I was calling around to see where i could get the cheapest sheet of corrugated plastic and one lady told me she refused to sell to me because it was for a rabbits cage! It just irked me! Hmph! :X


----------



## MiniLopHop (Aug 9, 2011)

A sale is a sale, why did she care what you used it for?


----------



## idreaminglasscolor (Aug 9, 2011)

That's exactly what i thought. It really irked me.. pthh... How much did you guys pay for a sheet? They want 20-25 bucks...


----------



## gmas rabbit (Aug 9, 2011)

Did you try the local hardware store, sometimes it is called tenplast. I understand your frustration, we often sell sheets to people who ask because we can get it for half the price hardware stores sell it for. If you were closer I get you a pile of scrap ends rather than throw them in the garbage. Must have just caught someone on a cranky day, we are all not that bad. Sorry for your experience. ( LA Sign Shop - Salmon Arm, BC, Canada.)


----------



## idreaminglasscolor (Aug 9, 2011)

I'm really having no luck... Sigh.. any other ideas guys? Other than corrugated plastic maybe?


----------



## MiniLopHop (Aug 9, 2011)

What are you using it for? I know most people use it for shelves, but I used the NIC cube squares for my shelves then put a folded up fleese blanket over it so the buns wouldn't get their feet caught. I just have an area rug for the floor.
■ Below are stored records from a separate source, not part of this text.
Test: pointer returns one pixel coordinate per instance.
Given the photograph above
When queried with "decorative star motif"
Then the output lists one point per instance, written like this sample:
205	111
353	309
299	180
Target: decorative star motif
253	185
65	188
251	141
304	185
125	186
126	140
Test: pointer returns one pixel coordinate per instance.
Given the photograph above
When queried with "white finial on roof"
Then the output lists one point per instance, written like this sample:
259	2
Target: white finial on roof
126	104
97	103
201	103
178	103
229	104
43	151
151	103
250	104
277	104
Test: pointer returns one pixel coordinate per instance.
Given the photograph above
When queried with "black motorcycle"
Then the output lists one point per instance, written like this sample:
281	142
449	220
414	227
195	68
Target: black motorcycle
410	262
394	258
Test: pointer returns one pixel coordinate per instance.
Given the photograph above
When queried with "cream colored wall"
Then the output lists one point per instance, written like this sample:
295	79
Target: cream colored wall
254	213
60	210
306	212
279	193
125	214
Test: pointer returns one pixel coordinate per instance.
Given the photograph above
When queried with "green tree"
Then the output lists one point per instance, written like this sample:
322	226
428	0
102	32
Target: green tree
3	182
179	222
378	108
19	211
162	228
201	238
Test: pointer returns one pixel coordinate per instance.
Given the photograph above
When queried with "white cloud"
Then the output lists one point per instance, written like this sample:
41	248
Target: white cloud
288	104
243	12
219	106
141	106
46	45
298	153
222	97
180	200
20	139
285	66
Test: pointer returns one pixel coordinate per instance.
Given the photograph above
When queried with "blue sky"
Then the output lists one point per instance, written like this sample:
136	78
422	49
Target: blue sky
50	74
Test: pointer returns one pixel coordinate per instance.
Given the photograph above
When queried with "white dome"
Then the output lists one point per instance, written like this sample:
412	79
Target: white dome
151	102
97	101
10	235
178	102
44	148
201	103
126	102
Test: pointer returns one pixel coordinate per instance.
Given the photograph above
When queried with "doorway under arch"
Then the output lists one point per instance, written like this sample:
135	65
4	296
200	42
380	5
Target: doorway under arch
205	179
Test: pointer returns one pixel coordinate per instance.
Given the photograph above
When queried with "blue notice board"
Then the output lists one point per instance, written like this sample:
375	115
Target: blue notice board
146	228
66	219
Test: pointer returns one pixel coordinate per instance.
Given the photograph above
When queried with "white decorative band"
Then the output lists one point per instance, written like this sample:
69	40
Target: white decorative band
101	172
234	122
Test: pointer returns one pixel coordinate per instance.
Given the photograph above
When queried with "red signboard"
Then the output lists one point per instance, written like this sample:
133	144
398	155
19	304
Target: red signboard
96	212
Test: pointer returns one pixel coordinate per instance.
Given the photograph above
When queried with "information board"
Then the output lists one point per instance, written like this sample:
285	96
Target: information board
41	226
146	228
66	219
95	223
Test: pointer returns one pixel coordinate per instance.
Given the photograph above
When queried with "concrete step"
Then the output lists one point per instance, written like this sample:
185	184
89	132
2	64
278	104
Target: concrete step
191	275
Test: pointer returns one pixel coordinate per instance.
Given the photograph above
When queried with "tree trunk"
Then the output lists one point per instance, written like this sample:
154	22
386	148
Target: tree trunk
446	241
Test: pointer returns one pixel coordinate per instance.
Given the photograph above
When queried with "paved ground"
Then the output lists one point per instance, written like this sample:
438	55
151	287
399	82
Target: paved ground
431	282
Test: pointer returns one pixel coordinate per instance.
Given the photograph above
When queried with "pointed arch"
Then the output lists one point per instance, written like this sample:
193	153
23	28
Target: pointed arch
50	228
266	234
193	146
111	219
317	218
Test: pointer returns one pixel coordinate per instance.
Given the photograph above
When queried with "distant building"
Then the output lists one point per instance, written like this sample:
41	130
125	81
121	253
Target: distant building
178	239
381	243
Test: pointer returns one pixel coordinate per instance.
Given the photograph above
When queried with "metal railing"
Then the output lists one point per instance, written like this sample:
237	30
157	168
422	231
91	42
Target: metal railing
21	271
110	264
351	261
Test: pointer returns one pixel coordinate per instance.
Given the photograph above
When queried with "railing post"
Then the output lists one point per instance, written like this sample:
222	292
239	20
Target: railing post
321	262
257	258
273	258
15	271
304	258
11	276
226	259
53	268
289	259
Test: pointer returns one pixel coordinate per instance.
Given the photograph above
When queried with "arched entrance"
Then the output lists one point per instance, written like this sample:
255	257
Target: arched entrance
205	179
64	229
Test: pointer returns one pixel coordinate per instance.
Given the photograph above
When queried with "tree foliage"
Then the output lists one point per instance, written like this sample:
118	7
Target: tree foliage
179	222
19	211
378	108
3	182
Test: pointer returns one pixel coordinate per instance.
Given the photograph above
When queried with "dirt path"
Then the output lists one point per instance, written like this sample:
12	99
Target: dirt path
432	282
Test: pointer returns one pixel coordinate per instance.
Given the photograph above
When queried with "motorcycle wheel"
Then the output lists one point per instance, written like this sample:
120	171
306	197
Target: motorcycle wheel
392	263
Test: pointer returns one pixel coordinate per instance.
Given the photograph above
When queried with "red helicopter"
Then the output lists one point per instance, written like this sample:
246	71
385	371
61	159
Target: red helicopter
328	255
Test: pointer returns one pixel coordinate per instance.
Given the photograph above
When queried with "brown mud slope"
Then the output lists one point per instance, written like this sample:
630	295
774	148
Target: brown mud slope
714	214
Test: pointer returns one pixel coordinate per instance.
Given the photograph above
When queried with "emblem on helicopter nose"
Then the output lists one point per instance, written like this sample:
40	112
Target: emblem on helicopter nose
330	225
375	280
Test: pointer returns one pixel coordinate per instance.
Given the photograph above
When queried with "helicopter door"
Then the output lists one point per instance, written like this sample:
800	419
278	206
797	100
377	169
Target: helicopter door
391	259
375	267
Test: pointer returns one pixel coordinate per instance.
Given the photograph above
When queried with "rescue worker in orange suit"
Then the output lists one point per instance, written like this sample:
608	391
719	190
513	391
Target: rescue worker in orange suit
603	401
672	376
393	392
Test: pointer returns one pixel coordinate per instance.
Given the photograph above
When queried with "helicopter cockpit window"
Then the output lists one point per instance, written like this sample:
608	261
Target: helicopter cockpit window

My one pair needs waterproof for the moment since Indy is still working on his potty habbits. For them I put a shower curtain over the area rug and topped with a sheet (not ones that go on our bed). That way I can wash the sheet easier than clean the rug.


----------



## idreaminglasscolor (Aug 9, 2011)

I use it for the flooring.


----------



## MiniLopHop (Aug 9, 2011)

What about the rolled vinal flooring?


----------



## idreaminglasscolor (Aug 9, 2011)

Any idea where i would get that?


----------



## gmas rabbit (Aug 9, 2011)

Carpet or lino store, ask for a remnant end.


----------



## Nancy McClelland (Aug 9, 2011)

I've gotten plastic in various sizes at Ace Hardware.


----------



## gmas rabbit (Aug 9, 2011)

We have bought coroplast or tenplast from Home Hardware & Rona. If we buy it from the supplier it costs about $10 per sheet if bought in bulk, but even for us to buy from a hardware store they charge us 25-28 in Canada.


----------



## MagPie (Aug 9, 2011)

Wow, that's a really weird reason not to sell to someone. Sorry I wouldn't know where you could get some.


----------



## Steph16 (Aug 9, 2011)

I don't use a floor for my bunnies cage. I have the linoleum hard flooring from my place as the floor, that way if I need to clean or sweep around the cage I can move it without having to move the carpet or whatever. You know how bunnies are with their hay, they get it, then the next second it's thrown all over the place.


----------



## plasticbunny (Aug 9, 2011)

I've been using snap-in faux wood flooring, and it is AMAZING.


----------